# Second-Order Methods in TensorFlow - Part 1

Doing second-order methods in tensorflow is not well-supported, so it's easy to make a mistake.

To get a better handle on using second-order methods for neural networks, where the ground truth is unclear or hard to calculate, I'm working through second-order methods for a case where we have ground truth: quadratic forms.

A quadratic form is a polynomial of degree two over an $n$-dimensional input. They are calculated as

$$
\mathbf{x}^\intercal Q \mathbf{x}
$$

Below, I walk through the gradient and Hessian calculations.
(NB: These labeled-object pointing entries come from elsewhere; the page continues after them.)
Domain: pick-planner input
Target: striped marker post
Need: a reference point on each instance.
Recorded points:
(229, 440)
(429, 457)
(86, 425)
This isn't a particularly interesting exercise, but it has allowed me to capture a number of bugs.

In [1]:
import tensorflow as tf

import matplotlib.pyplot as plt

import numpy as np

import second_order

## Testing with Identity Matrix

The simplest case, useful for working out basic bugs and flaws in reasoning, is the identity matrix, because  the quadratic form it defines is the squared $\ell_2$ norm:

$$
\mathbf{x}^\intercal I \mathbf{x} = \mathbf{x}^\intercal \mathbf{x} = \sum_i x_i \cdot x_i
$$

In [2]:
N = 2

identity_matrix = np.eye(N).astype(np.float32)
input_vector = np.sqrt([1/2,1/2]).astype(np.float32)

identity_quadratic_form_graph = second_order.make_quadratic_form(identity_matrix, input_vector,
                                                                hyperparameters=second_order.DEFAULTS)

In [3]:
out = second_order.get_result("output", input_vector, identity_quadratic_form_graph)

assert np.isclose(np.sum(np.square(input_vector)), out)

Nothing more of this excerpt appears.